Comme pour chaque nouvelle enquête de Soneri, il faut prendre le temps de s’installer dans le décor.

Pourtant, le récit commence sur les chapeaux de roues par une course poursuite avec des bouteilles de vin dans le coffre qui ne supportent pas les tournants et dont les bouchons sautent au fur et à mesure, inondant la voiture de leur parfum. C’est la première fois que je lis en entier un passage sur une course-poursuite en voiture car celui-ci est fort drôle.

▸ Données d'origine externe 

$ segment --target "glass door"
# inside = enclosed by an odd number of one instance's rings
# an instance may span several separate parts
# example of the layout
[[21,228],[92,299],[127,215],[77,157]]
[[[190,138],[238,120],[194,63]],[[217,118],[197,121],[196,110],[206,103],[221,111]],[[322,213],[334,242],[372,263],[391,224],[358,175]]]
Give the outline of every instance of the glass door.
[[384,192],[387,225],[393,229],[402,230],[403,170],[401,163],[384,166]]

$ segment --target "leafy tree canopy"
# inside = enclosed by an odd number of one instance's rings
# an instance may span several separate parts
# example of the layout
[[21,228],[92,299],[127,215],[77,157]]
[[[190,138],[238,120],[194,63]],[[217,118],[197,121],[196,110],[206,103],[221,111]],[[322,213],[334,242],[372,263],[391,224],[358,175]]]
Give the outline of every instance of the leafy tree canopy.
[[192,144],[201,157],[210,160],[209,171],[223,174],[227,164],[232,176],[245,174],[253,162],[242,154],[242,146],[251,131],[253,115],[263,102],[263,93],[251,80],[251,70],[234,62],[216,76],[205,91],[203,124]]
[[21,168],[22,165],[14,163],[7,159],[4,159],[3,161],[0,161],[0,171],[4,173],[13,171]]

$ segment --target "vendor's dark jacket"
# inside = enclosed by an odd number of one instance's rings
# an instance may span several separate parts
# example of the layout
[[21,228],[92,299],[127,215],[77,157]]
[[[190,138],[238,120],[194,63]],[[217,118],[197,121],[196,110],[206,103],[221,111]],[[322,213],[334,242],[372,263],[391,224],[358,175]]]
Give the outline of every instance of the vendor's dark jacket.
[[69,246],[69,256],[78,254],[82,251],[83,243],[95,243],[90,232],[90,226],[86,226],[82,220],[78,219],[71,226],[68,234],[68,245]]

Ensuite, l’enquête fait ressurgir un passé pas si lointain, entre partisans et républicains, sur fond de chasse au trésor et de cache d’armes.

Le travail des immigrés des pays de l’est est également évoqué.

Angela n’est jamais loin, qui le rejoint dans les petits restaurants du coin.

Quelques citations :

La réalité changeait en permanence, il ne servait à rien d’essayer de l’expliquer à ceux qui ne la connaissait pas. (p.55)

Tout compte fait, l’obéissance était plus confortable, elle évitait l’angoisse d’avoir à faire des choix ou à prendre des décisions. (p.81)

L’image que je retiendrai :

Celle des petits vins de pays cités dans le roman, j’ai pris des notes.